History of Machine Translation

Automatic translation originates from the works of the Arabic cryptographer Al-Kindi. The techniques he crafted in systemic language translation are also found in modern-day machine translation. After Al-Kindi, advancement in automatic translation continued slowly through the ages, until the 1930s. One of the field’s most notable patents came from a Soviet scientist, Peter Troyanskii, in 1933. Troyanskii showcased his “machine for the selection and printing of words when translating from one language to another,” at the Soviet Academy of Sciences. Troyanskii's machine translator consisted of a typewriter, a film camera, and a set of language cards.

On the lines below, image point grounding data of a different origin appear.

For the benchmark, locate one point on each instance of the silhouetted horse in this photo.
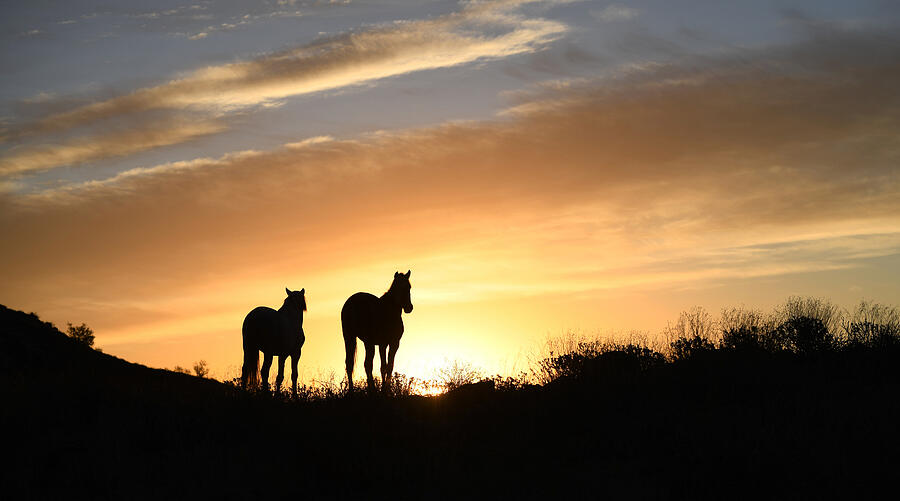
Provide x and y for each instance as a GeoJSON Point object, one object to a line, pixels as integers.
{"type": "Point", "coordinates": [376, 321]}
{"type": "Point", "coordinates": [274, 333]}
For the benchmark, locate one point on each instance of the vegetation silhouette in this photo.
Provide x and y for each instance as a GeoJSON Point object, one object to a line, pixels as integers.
{"type": "Point", "coordinates": [275, 333]}
{"type": "Point", "coordinates": [377, 322]}
{"type": "Point", "coordinates": [596, 417]}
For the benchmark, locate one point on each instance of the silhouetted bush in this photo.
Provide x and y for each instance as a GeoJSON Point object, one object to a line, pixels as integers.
{"type": "Point", "coordinates": [683, 349]}
{"type": "Point", "coordinates": [743, 329]}
{"type": "Point", "coordinates": [600, 360]}
{"type": "Point", "coordinates": [804, 335]}
{"type": "Point", "coordinates": [201, 369]}
{"type": "Point", "coordinates": [81, 333]}
{"type": "Point", "coordinates": [873, 326]}
{"type": "Point", "coordinates": [457, 373]}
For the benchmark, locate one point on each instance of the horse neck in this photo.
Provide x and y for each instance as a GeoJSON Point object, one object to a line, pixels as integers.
{"type": "Point", "coordinates": [292, 313]}
{"type": "Point", "coordinates": [388, 300]}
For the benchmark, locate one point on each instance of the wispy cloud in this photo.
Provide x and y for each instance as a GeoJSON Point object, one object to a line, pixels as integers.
{"type": "Point", "coordinates": [113, 144]}
{"type": "Point", "coordinates": [615, 12]}
{"type": "Point", "coordinates": [768, 163]}
{"type": "Point", "coordinates": [479, 31]}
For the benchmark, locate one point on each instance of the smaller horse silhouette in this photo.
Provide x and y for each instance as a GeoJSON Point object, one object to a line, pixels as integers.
{"type": "Point", "coordinates": [274, 333]}
{"type": "Point", "coordinates": [376, 321]}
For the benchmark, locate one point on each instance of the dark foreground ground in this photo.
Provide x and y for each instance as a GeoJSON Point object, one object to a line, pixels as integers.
{"type": "Point", "coordinates": [78, 423]}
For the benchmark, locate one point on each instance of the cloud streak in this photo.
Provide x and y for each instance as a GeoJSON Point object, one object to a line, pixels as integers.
{"type": "Point", "coordinates": [477, 32]}
{"type": "Point", "coordinates": [764, 164]}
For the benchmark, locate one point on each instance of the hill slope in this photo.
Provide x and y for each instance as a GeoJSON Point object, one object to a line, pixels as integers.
{"type": "Point", "coordinates": [81, 422]}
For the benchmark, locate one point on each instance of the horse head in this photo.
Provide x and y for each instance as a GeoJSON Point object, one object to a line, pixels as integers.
{"type": "Point", "coordinates": [401, 288]}
{"type": "Point", "coordinates": [297, 298]}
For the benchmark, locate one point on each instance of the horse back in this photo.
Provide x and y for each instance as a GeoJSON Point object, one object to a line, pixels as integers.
{"type": "Point", "coordinates": [364, 316]}
{"type": "Point", "coordinates": [262, 329]}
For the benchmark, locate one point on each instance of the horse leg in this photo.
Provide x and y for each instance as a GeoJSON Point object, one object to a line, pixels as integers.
{"type": "Point", "coordinates": [392, 351]}
{"type": "Point", "coordinates": [370, 356]}
{"type": "Point", "coordinates": [294, 360]}
{"type": "Point", "coordinates": [264, 370]}
{"type": "Point", "coordinates": [384, 376]}
{"type": "Point", "coordinates": [280, 377]}
{"type": "Point", "coordinates": [350, 347]}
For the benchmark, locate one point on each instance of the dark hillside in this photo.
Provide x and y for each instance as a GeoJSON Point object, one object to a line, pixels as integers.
{"type": "Point", "coordinates": [723, 424]}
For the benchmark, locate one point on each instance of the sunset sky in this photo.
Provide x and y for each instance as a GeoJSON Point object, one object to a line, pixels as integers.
{"type": "Point", "coordinates": [540, 166]}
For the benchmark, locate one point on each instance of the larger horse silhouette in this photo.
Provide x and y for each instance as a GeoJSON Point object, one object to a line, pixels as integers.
{"type": "Point", "coordinates": [274, 333]}
{"type": "Point", "coordinates": [376, 321]}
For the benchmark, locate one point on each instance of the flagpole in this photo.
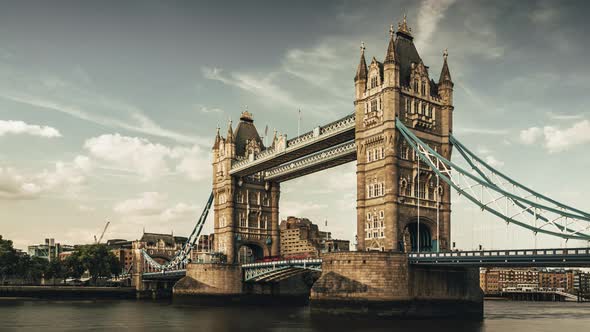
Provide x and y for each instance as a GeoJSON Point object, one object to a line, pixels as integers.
{"type": "Point", "coordinates": [299, 122]}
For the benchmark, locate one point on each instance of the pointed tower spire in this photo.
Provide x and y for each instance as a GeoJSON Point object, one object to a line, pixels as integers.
{"type": "Point", "coordinates": [230, 133]}
{"type": "Point", "coordinates": [403, 29]}
{"type": "Point", "coordinates": [445, 74]}
{"type": "Point", "coordinates": [391, 57]}
{"type": "Point", "coordinates": [217, 139]}
{"type": "Point", "coordinates": [361, 72]}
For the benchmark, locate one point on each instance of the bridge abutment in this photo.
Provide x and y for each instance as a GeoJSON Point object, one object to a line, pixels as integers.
{"type": "Point", "coordinates": [210, 279]}
{"type": "Point", "coordinates": [385, 284]}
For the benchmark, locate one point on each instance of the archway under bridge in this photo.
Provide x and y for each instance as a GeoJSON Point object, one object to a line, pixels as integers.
{"type": "Point", "coordinates": [249, 253]}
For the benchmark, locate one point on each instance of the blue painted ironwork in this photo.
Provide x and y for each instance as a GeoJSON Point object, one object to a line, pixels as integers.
{"type": "Point", "coordinates": [572, 257]}
{"type": "Point", "coordinates": [181, 258]}
{"type": "Point", "coordinates": [278, 270]}
{"type": "Point", "coordinates": [165, 275]}
{"type": "Point", "coordinates": [557, 222]}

The translation process required a series of steps:

Step 1: A speaker of the original language organized text cards in a logical order, took a photo, and inputted the text’s morphological characteristics into a typewriter.

Step 2: The machine then created a set of frames, effectively translating the words, with the tape and camera’s film.

Step 3: Finally, an editor fluent in the target language reviewed the translation and ensured it was arranged in an accurate order.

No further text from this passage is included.